4.23.2006

White Family

1.

She looks like she is a ghost because she has whitened her skin. It is a skin whitener. He thinks that he can see through her. I can see the bookshelves on the other side of her, he thinks. You are a tramp, he thinks. I have fat fingers, he says instead.

Do you like how it is white and elegant and it looks like the people in the paintings who are rich.

She has on a white nightgown. The nightgown is white like she is white. We have white wallpaper, he thinks. My wife is a fucking nightmare, he whispers. He is in the kitchen, next to the cupboards, and the window. It is fog outside and it is damp outside and it is already spring.

He stopped drinking or started drinking again. He cannot remember. He had become sick and turned his sheets in the morning, turned his sheets and vomited on the wood to wood floors. He was deafened by screaming. She had bruised flaking skin and it was white. I knew you were going to be my wife, he says out loud but she is not in herself and she does not listen.

His wife is white and bruised and she looks like she is a ghost. His mother was white, untouched and covered and then white and covered and stale and unmovable and buried in the backyard under the oak tree that turned and rotted in the winter.

You should have been a woman, his father had said. That fucking tree should die, his father had said. And they had moved, out of the south and into the north—into a small house next to another small house on a street with a lot of small houses. All the houses were all gray or all black or all uncolored. All the houses had basements without windows. He went to the basement when it was dark and he couldn’t sleep and his father was twisted in the mattress.

Still, the wettened dreams are unguarded in the basement. He is sickened and trolled and he urinates methodically on the floor. Estranged, he tries to find his brothers and his sisters. He undigs the lawn. But they are buried in the south and the neighbors in the north look like factory workers because they work in factories.

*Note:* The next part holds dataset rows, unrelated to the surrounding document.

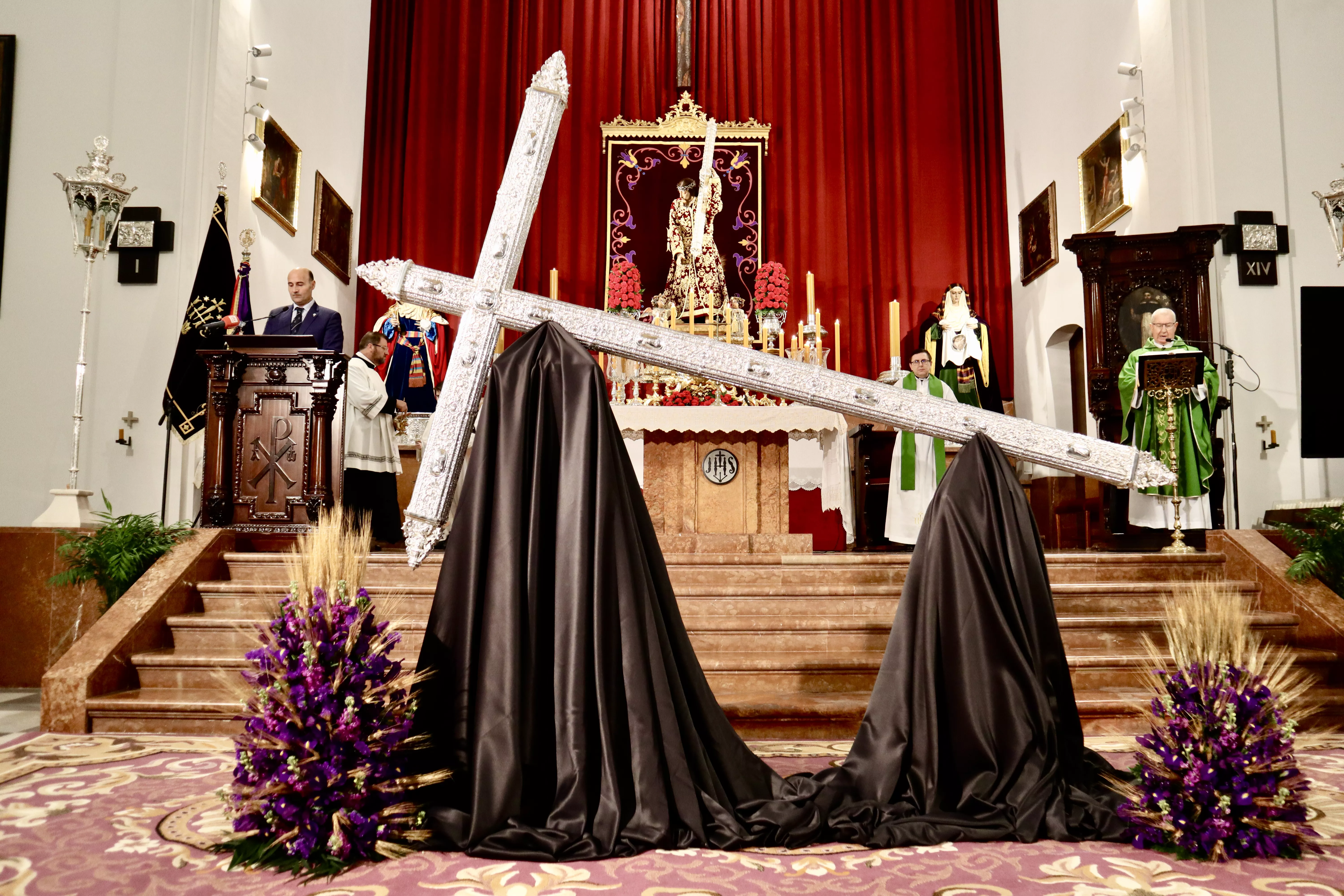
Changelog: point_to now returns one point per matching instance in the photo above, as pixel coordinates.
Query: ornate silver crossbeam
(486, 304)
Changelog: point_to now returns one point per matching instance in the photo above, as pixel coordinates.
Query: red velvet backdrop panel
(886, 167)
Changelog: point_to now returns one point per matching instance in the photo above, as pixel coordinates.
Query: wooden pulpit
(269, 433)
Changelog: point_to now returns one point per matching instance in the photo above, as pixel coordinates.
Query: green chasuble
(1147, 424)
(908, 440)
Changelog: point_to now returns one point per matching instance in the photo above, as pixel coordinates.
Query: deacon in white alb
(373, 461)
(917, 463)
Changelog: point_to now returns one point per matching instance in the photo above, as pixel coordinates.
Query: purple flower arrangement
(1217, 778)
(323, 758)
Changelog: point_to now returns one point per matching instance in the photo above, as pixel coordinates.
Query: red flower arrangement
(624, 289)
(772, 289)
(686, 398)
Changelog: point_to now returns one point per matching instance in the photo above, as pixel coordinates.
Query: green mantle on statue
(1148, 424)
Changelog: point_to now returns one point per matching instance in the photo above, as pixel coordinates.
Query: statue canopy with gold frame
(644, 163)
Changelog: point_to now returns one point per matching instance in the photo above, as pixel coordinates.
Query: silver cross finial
(446, 444)
(486, 303)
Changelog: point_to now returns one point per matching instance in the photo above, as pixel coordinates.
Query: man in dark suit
(304, 316)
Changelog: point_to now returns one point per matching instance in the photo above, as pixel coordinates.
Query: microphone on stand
(229, 322)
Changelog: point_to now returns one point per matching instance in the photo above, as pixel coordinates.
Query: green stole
(908, 441)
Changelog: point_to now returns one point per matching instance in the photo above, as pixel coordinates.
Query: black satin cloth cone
(565, 695)
(972, 731)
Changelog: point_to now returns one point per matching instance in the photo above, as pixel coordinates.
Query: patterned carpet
(130, 815)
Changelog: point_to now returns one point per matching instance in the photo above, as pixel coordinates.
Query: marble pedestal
(748, 515)
(69, 510)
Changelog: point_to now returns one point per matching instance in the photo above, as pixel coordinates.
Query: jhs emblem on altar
(720, 467)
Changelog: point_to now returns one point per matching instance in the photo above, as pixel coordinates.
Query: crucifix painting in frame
(1038, 238)
(646, 160)
(334, 229)
(276, 193)
(1101, 178)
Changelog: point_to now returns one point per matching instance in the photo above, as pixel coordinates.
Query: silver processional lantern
(1333, 205)
(96, 201)
(96, 198)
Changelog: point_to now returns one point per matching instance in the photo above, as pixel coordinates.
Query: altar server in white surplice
(917, 461)
(373, 461)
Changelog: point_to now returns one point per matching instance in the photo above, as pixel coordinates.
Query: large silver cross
(486, 303)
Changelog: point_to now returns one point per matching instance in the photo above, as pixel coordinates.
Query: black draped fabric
(376, 495)
(565, 695)
(972, 731)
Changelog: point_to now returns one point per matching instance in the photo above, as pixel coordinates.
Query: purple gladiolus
(1217, 777)
(322, 761)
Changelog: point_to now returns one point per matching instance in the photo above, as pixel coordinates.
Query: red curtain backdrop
(886, 167)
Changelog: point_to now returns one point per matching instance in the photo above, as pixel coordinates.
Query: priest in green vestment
(917, 463)
(1146, 428)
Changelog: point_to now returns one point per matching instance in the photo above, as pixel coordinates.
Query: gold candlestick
(1178, 545)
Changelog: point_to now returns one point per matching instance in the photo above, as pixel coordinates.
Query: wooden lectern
(269, 433)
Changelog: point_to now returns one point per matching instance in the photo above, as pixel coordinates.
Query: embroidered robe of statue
(964, 365)
(373, 459)
(917, 467)
(696, 279)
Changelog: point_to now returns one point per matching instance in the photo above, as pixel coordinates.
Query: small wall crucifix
(682, 27)
(1259, 242)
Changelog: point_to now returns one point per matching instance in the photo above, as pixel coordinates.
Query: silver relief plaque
(720, 467)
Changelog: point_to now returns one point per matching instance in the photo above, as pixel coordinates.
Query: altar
(728, 471)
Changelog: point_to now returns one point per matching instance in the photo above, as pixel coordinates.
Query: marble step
(390, 569)
(745, 600)
(763, 671)
(761, 715)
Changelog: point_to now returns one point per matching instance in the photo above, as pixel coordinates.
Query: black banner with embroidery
(189, 382)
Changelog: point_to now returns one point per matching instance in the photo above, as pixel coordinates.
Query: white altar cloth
(819, 443)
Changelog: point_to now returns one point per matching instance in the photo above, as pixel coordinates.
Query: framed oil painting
(278, 194)
(1038, 241)
(334, 229)
(1101, 178)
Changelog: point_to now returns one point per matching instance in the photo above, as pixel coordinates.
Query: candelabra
(96, 199)
(1333, 205)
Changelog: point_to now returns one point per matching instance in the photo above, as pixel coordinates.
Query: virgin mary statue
(697, 279)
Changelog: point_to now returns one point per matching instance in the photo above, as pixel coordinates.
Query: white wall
(1241, 116)
(165, 81)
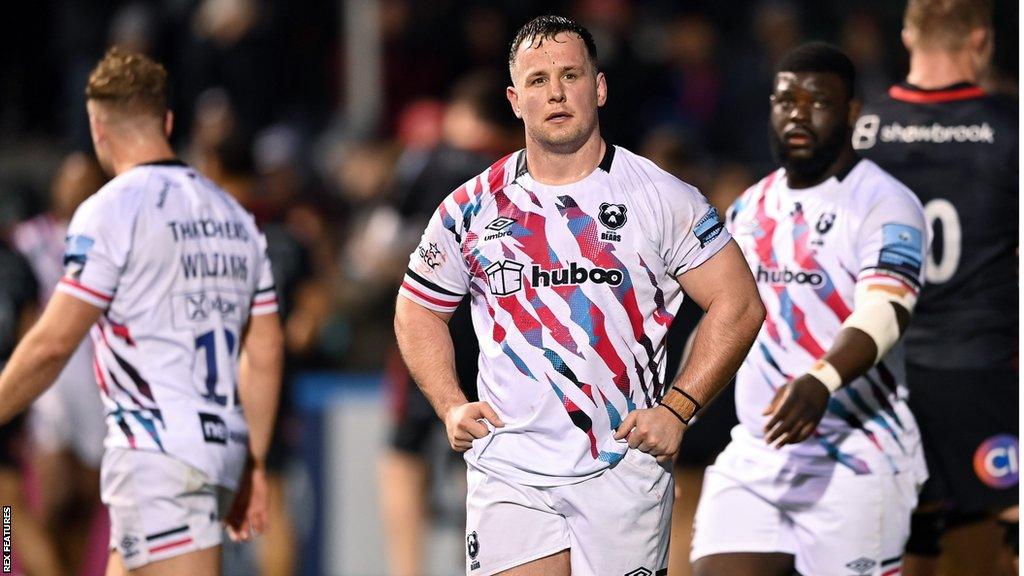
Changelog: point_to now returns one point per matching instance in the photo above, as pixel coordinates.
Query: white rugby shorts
(841, 525)
(160, 506)
(615, 523)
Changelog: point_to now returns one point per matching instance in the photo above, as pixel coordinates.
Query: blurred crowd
(259, 92)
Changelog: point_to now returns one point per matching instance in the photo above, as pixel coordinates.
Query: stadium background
(316, 107)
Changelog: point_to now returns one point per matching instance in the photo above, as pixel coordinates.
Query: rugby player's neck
(556, 168)
(843, 163)
(937, 69)
(132, 150)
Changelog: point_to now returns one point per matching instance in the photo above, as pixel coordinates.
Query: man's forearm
(722, 341)
(259, 381)
(33, 367)
(259, 392)
(426, 346)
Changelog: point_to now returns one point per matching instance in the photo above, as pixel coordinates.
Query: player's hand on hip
(247, 518)
(796, 411)
(465, 423)
(653, 430)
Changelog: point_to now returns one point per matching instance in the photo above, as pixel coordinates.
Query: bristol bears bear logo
(612, 215)
(473, 548)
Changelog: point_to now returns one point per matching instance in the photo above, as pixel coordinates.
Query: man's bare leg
(554, 565)
(67, 506)
(402, 482)
(199, 563)
(745, 564)
(32, 544)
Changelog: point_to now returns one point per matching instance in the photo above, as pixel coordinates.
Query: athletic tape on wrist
(826, 374)
(875, 316)
(684, 406)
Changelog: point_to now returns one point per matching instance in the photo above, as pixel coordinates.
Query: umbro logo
(500, 225)
(861, 565)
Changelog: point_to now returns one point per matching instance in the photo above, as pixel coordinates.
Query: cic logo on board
(996, 461)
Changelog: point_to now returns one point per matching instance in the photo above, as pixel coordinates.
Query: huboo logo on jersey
(505, 277)
(996, 461)
(868, 131)
(783, 276)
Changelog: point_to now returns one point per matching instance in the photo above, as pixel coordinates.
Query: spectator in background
(67, 422)
(738, 127)
(301, 300)
(963, 348)
(709, 435)
(476, 129)
(18, 309)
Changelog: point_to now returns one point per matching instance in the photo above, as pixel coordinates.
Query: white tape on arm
(826, 374)
(873, 313)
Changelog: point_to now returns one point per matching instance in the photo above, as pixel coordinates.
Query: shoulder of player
(872, 184)
(119, 196)
(642, 174)
(760, 187)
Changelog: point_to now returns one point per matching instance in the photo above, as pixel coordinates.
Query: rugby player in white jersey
(824, 467)
(170, 275)
(576, 254)
(67, 422)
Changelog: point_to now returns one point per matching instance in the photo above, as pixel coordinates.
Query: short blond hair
(944, 25)
(130, 82)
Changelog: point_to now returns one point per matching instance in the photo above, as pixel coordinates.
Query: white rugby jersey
(178, 266)
(573, 288)
(41, 241)
(808, 248)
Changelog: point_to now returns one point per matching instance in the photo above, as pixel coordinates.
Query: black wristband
(690, 398)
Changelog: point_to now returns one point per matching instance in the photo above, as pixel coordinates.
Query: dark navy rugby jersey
(956, 149)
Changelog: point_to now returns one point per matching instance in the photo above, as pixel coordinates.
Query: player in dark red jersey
(955, 147)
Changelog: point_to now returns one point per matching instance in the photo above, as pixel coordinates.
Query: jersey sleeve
(438, 277)
(892, 243)
(693, 231)
(99, 239)
(265, 298)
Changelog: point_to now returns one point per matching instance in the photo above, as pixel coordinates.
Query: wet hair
(945, 24)
(820, 56)
(235, 153)
(546, 28)
(129, 81)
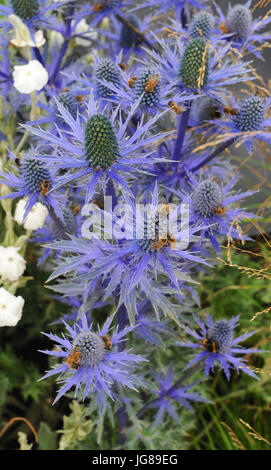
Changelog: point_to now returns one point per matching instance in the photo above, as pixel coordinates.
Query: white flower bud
(35, 218)
(12, 264)
(11, 308)
(81, 28)
(30, 77)
(23, 36)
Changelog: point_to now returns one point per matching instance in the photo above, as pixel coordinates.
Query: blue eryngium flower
(33, 180)
(90, 360)
(167, 394)
(106, 70)
(217, 346)
(97, 147)
(249, 124)
(245, 32)
(201, 26)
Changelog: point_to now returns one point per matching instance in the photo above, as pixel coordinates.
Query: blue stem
(64, 47)
(181, 133)
(121, 413)
(110, 191)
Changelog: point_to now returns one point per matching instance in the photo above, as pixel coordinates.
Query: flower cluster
(118, 134)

And yet he still wakes in the night, sweated and touched. The screamed are deafeners. He bleeds the sheets. He cannot remember if he is drinking or if he has stopped. She is still unattached and she will not respond to him. You have turned into a ghost, he says and he knows that she has decided, a while ago, not to reply.

2.

Geoff dies. He is six, five when he gets sick. Merryl dies. She is fifteen, or sixteen. Stan dies. He is eleven. His father buries them close to the rock wall on the northwest side of the land.

3.

She is stiff and she is white and she is a ghost and she does not talk and she sits in the chair close to the window and watches the sun go to spring to summer and to fall. Perhaps, the white of this winter will tell her to walk into the backyard and find the holes beside the rock wall and below the looted and tired oak tree.